Ah, memang aku masih belia. Tapi aku ingin dimasa mudaku ini aku selalu berjalan di jalan kebenaran. Usiaku sudah menginjak 17 tahun. Jelas perjalananku masih panjang. Aku masih mempunyai impian yang belum terselesaikan. Akan kugapai semua impianku. Karena dengan izin Allah, aku berhak menjadi sukses. Sebagai bukti syukurku.
Aku ingin seluruh dunia mnyaksikan bahwa aku seorang muslim yang dapat menggenggam dunia. Bukan seorang muslim yang terlena oleh dunia. Dan bahwa aku seorang pemudi muslim yang sukses dunia akhirat.
Amin…..
Aku memang pernah mempunyai salah. Aku khilaf, maka cukuplah Allah yang memperingatkanku. Kini aku harus bangkit dari kefuturanku. Dengan pertolongan Allah…semua karena pertolongan Allah dan doa ibuku yang selalu dia panjatkan…

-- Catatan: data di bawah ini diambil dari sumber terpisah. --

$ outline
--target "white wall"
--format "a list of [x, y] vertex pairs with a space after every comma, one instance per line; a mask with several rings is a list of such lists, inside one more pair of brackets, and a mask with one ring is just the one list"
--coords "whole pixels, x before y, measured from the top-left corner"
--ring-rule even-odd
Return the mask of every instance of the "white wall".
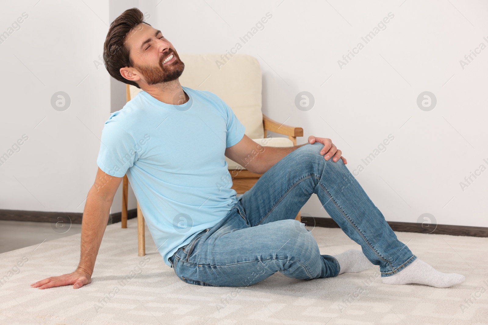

Terimah kasih…semua saudara-saudaraku…Tak cukup hanya kata terimah kasih akan tetapi kalimat indah dan doa ini…Jazakumullah Khairan katsir… atas segala kebaikan kalian…
Ah…jika kukenang masa laluku di kelas 11 ini. Tahun yang aku lalui dengan ke futuranku.. karena keterlenaanku pada dunia. Pada asmara yang tak kunjung membawa berkah. Kusudahi semua itu. Kulancarkan strategi-strategi baru. Untuk menggenggam dunia. Meletakannya ditangan bukan dihati.